My first efforts them were deeply emulative. As Neil Gaiman said, ‘most of us find our own voices only after we’ve sounded like a lot of other people.‘ (Have you heard that keynote speech? No?! stop reading this and go watch that now, then come back. I’ll wait…)
I lay no claim to having created anything the equal of, certainly not the better of, Magician. At some point though, as a cocky teenager biting off more than he could chew, I believed that I could. It may be that I yet can. My understanding of the process is deeper now, more nuanced, and still requires a degree of self-belief that spills over into arrogance in order for me to maintain the effort required.

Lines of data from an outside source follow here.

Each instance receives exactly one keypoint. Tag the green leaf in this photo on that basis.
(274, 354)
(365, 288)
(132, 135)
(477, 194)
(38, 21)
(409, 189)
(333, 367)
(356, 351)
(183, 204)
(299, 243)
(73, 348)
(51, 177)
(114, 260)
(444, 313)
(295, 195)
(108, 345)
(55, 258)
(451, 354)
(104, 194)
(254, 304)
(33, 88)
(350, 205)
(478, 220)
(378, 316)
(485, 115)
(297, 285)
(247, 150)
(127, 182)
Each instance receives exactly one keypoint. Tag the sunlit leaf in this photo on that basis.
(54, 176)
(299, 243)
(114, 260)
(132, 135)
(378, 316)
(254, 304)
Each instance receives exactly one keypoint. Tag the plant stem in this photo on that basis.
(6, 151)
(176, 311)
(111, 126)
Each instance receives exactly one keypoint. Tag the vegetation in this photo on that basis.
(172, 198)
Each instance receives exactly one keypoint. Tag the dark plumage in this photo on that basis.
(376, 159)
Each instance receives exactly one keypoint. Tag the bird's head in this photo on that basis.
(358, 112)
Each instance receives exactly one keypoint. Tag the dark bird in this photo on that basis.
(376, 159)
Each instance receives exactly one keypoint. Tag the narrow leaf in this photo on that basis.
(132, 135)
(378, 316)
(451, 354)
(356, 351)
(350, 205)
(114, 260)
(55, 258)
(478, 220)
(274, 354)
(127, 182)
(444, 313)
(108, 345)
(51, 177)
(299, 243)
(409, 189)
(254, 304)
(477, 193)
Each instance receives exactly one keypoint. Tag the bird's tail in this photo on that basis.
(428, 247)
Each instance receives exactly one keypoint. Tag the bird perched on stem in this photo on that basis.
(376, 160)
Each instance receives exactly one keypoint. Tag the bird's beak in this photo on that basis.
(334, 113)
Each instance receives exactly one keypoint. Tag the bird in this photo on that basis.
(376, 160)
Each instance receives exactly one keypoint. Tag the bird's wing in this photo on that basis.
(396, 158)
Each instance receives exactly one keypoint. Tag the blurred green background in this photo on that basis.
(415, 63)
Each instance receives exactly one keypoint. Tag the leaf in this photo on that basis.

There is a very strange dichotomy at play between the swaggering arrogance (and examined objectively it can be nothing else) inherent to the belief that I can craft narrative from thin air, that I can create prose which communicates emotion to a reader I have never met and do not know, and the depths of despair that haunts and preys and lunges upon the writer, upon any artist, at unexpected times.
Self-doubt. What a son-of-a-bitch is self-doubt. Here you are, going merrily along, assured of your own brilliance, reading over the words you just put down and wondering how you managed to write so wonderfully, and then one day… one day you just get an hour to yourself with something to write and crack your knuckles and get started… and you realise it sucks. All of it. What you’re writing now sucks. What you wrote yesterday sucks. Everything you’ve written so far sucks. In fact the entire concept sucks. Why are you writing this thing at all? This sucks. You suck.
This is what happened to me tonight, and in the past this would have sent me off into other things and I would have shelved the writing and come back weeks or months hence and started anew.
This is what self-doubt does. It takes something you’re doing, smears it in sucks, shows it to you, and aims to make you so revolted that you flee. It has conquered me in the past.
Not this time.
This time I recognise this phase for what it is. I have discovered — with thanks to social media and generous, honest writers who’ve shared their travails as well as their triumphs — that this is a common part of the process for even those successful, professional writers, and undoubtedly artists in all media and form. It is important to make mistakes (you watched the Gaiman video above, yeah? Good). You must give yourself permission to suck. You must, as Kameron Hurley implores, persist.
So I shall.
I took some time away from the Work In Progress to get these thoughts down for two reasons. The selfish reason being that by writing them here I am at least writing something, and in the process of writing them I have reinforced their value for myself. The second reason is more altruistic. Surely there are others out there who have hit this same point and not had the strength or the support or the advice to go on. If you’re there now and you’re reading this, chin-up, fist-bump, I’ve been there too, and others have, even the best have.
The difference, I believe between the best and the rest, between the successful and the unsuccessful, is that the best, the successful, kept writing even when it sucked, and they fixed it later. So that’s what I’m going to do.